En los días largos, los nativos insulares y la gigantesca masa de visitantes sienten la atracción del litoral, ser comensales de cocina de pescado. Con estómago ansioso recorren las islas para hallar plaza y catar supuestos frutos del mar inmediato. Hay muchas factorías: cafeterías, bares, chiringuitos, restaurantes de casualidad y mesas de altas pretensiones.

Nada es lo que parece. Los lugares de leyenda y palabrería son derribados en los portales de la red donde el cliente expresa su anónima opinión. No hay guías libres, críticas

Un plato evoca un lugar fantástico, una persona, un gusto extinguido

En el bullicio del estío se confirma una casi universal derrota. Las multitudes son víctimas de una ficción instalada en la gastronomía turística.

La aparente cocina marinera, hija y deudora de las capturas del pescadores del entorno, apenas existe en la oferta de la restauración. En las cartas no hay una expresión de la variedad de presentaciones y la diversidad de pescados, moluscos, crustáceos, mariscos propios.
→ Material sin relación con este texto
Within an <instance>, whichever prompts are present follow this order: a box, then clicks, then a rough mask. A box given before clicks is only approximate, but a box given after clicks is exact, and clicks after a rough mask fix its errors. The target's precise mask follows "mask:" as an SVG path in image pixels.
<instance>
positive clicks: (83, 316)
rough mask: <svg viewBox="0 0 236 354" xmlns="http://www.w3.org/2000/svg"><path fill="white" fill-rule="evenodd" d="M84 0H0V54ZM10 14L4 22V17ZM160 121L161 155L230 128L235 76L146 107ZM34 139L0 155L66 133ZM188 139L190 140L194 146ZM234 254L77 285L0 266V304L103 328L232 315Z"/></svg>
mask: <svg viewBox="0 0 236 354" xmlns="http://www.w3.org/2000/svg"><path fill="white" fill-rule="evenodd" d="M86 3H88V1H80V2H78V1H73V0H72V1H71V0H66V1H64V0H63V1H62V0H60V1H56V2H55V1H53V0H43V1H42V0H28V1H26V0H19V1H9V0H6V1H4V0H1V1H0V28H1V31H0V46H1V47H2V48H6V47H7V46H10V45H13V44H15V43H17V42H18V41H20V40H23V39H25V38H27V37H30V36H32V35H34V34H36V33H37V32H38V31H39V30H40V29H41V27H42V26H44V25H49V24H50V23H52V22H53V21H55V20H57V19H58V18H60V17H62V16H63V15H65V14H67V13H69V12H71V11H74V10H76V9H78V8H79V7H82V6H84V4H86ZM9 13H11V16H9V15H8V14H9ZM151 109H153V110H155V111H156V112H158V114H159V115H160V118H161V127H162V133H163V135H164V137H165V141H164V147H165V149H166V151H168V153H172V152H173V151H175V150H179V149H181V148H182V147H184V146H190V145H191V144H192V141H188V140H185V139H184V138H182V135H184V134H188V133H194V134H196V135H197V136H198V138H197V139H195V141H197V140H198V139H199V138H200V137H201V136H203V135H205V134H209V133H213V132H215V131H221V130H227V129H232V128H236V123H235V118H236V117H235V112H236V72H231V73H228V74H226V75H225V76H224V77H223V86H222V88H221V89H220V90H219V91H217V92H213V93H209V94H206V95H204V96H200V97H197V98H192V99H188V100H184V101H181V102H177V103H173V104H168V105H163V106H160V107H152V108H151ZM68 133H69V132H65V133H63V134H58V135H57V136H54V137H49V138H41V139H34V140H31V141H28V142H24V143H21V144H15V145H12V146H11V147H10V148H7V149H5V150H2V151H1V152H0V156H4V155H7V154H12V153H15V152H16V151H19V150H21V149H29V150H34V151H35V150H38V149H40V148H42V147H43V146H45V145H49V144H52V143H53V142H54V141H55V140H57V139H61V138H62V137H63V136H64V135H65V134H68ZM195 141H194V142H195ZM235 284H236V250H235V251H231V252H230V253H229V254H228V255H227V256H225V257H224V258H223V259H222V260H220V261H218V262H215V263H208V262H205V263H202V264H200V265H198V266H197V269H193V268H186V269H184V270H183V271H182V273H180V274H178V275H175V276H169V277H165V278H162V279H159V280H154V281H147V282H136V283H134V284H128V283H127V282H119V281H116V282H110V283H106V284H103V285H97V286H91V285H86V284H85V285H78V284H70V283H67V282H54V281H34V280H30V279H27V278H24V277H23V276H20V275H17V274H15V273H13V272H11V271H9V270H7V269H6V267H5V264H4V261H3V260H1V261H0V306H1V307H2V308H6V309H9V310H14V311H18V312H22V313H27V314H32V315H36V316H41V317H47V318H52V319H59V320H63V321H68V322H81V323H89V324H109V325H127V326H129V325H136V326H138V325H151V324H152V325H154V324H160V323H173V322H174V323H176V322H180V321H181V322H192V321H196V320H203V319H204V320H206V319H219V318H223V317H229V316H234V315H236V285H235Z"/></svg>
Tampoco se preparan los menús con la lenta precisión y pulcritud que merece la cultura gastronómica popular que nació de la proximidad e inmediatez, sin paternidades. Falla la base porque no se usan productos de la pesca local, tan escasa en su vertiente tradicional y sostenible, tan abusiva en los bous de arrastre que asolan el fondo.

La inmensa mayoría de las cartas de lugares muy poblados de clientes sirven especies procedentes de granjas, peces de laboratorio, alimentados con piensos y antibióticos. Tienen grasa, la espina deformada, han enloquecido al dar vueltas toda su vida, apretujados en una cárcel de agua: doradas, lubinas, rodaballos y langostinos son de estanques “de crianza”. Las escasas lubinas de mar son dichas “salvajes” para distinguirlas de las de piscifactoría.

Esa cocina es, pues, en general, de granja o de lugares lejanos, de aguas oceánicas. La materia arriba a la mesa tras una muy larga peregrinación en hielos, escamas, descongelados y líquidos refrigerados. La referencia del origen y la identidad de los pescados y mariscos se disfrazan. ¿Qué pasa en las bambalinas de mayoristas, mercados y restaurantes?

A dos metros del Mediterráneo se sirve, en verano, en Mallorca un supuesto chanquete que no es de Málaga ni jonquillo porque no lo hay en el mar, no es su temporada. Es un bichito blanco, cual gusanito, que se importa en bloques congelados de la China. Eso se oculta. El engaño se repite en otros platos.

El acto de transformar en manjares la fauna del mar es un homenaje. Las capturas rinden sus sabores y texturas con mínima intervención: aflora la tersura rotunda del cap roig apenas hervido, bestia bella y feroz. Flota la ligereza del salmonete de roca, de cuatro dedos, frito sin furia, rebozado con harina y pimentón. La ofrenda es tributo un susurro contra suplantaciones.